- Leader: Emma Bonino
- Founded: 1999
- Dissolved: 2004
- Preceded by: Pannella List
- Succeeded by: Bonino-Pannella List
- Ideology: Liberalism Libertarianism Pro-Europeanism
- European Parliament group: Technical Group of Independents (1999–2001)

= Bonino List =

The Bonino List (Lista Bonino) was a liberal and libertarian electoral list active in Italy from 1999 to 2004. Named after Emma Bonino, a leading Radical who had been European Commissioner in 1995–1999 (appointed by Silvio Berlusconi), after the unsuccessful "Emma for President" campaign, the list was the successor of the Pannella List, active from 1992 to 1999.

==History==
In the 1999 European Parliament election the Bonino List, thanks to its standard-bearer's popularity and a massive use of commercials, won a surprisingly high 8.5% of the vote and 7 MEPs (Emma Bonino, Marco Pannella, Benedetto Della Vedova, Marco Cappato, Olivier Dupuis, Maurizio Turco and Gianfranco Dell'Alba), thus becoming the fourth largest party in the country by European representation. The MEPs co-founded the short-lived Technical Group of Independents.

The list, which gathered the support of disgruntled voters, women and young people, did particularly well in Northern Italy (13.2% in Piedmont, 13.0% in Friuli-Venezia Giulia, 11.9% in Veneto, 11.6% in Lombardy, 10.8% in Liguria), where its proposed libertarian policies were very popular, especially among disappointed Lega Nord's supporters, while it did fairly worse in the conservative and statist South (below 4% in Basilicata, Calabria and Sicily).

The list failed to join any electoral major political coalition both for the 2000 regional elections (in which Radical regional councillors were elected in Piedmont and Lombardy) and especially for 2001 general election. The Radicals thus returned to their traditional share of vote at around 2%. This is what happened also in the 2004 European Parliament election, when only Bonino and Pannella were re-elected and were founding members of the ALDE Group.

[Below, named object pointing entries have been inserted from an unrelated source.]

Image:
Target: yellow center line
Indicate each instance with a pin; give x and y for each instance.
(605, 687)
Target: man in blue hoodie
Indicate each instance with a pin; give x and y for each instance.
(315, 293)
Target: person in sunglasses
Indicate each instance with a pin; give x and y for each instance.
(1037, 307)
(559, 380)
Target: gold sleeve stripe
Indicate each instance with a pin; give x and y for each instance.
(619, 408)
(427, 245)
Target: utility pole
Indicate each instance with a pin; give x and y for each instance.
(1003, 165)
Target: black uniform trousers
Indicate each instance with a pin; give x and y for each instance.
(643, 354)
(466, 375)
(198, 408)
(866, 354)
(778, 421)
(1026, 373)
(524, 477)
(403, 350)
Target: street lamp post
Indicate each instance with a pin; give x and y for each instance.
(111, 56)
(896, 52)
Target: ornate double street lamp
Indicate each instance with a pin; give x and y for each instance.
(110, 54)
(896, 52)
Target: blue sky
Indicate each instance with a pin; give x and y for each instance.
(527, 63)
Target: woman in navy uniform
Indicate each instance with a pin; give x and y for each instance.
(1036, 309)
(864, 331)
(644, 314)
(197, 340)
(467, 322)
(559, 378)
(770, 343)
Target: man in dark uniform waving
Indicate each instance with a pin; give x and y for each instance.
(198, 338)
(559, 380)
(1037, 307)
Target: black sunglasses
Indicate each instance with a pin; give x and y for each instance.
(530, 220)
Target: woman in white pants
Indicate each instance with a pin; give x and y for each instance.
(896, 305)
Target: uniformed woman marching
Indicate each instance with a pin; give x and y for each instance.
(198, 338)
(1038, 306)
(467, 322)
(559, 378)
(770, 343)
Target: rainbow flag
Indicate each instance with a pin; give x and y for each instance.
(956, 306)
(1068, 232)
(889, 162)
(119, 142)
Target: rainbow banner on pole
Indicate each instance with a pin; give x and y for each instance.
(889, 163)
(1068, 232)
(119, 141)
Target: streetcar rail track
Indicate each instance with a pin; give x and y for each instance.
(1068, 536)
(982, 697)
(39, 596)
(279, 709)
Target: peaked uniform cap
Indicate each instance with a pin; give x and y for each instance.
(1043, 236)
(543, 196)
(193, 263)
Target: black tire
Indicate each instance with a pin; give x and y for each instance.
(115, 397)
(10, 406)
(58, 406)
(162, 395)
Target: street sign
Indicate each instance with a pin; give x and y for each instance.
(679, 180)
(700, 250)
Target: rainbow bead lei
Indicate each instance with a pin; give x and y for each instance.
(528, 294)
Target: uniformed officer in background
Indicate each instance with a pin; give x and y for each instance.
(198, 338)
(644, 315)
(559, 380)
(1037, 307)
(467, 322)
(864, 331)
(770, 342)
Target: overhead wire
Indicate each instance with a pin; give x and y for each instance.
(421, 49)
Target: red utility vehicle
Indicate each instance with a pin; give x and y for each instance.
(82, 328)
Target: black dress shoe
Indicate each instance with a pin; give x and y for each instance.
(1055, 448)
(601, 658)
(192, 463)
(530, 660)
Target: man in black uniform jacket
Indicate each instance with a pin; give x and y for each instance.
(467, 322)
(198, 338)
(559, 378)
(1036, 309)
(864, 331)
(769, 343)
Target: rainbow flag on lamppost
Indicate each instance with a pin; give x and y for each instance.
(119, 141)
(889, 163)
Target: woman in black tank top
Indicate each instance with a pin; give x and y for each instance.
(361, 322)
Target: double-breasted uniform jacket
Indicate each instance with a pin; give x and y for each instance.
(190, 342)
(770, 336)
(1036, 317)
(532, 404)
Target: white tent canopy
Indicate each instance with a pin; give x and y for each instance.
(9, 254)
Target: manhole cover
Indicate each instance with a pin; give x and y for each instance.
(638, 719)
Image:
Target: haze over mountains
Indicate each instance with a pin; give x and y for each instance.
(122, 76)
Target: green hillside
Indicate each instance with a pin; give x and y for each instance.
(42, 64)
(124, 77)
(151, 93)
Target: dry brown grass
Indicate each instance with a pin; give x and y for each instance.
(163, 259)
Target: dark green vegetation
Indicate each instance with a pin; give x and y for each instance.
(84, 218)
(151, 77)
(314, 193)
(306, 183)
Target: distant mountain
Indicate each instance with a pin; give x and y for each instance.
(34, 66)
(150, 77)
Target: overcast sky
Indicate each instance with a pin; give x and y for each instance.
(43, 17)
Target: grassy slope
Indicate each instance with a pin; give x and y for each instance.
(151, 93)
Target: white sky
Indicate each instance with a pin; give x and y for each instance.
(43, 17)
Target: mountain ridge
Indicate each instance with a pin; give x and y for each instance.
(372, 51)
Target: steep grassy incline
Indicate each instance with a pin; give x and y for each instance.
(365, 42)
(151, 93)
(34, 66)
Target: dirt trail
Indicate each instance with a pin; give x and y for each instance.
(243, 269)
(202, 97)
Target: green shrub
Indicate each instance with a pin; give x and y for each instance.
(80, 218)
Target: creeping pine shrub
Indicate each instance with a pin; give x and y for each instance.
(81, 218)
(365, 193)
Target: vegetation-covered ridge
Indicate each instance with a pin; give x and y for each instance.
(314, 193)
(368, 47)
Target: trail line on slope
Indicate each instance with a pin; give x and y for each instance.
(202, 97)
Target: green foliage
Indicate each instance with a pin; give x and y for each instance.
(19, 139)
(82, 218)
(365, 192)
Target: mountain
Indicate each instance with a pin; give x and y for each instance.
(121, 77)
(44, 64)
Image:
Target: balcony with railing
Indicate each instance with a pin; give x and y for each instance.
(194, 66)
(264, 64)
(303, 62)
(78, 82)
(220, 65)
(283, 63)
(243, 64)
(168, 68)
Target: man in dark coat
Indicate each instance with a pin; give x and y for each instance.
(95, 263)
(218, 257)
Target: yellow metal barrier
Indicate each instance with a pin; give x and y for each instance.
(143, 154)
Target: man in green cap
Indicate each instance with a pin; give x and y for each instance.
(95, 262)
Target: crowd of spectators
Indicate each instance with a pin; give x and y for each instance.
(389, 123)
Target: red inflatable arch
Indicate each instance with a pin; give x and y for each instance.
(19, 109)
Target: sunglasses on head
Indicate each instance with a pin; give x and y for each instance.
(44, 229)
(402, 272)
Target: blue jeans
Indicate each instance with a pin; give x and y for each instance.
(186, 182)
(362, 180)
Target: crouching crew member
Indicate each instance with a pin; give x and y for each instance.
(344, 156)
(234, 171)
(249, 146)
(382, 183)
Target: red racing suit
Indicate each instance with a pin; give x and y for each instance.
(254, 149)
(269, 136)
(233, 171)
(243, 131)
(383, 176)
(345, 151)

In 2001 the Radicals re-organised themselves as a party for the first time since 1989, when the late Radical Party was transformed into the Transnational Radical Party. The "Bonino List" banner was used for the last time in 2004 and the next year the Radicals decided to join the centre-left The Union coalition, by joining forces with the Italian Democratic Socialists in 2006 general election (through the Rose in the Fist), and directly the newly-formed Democratic Party in 2008.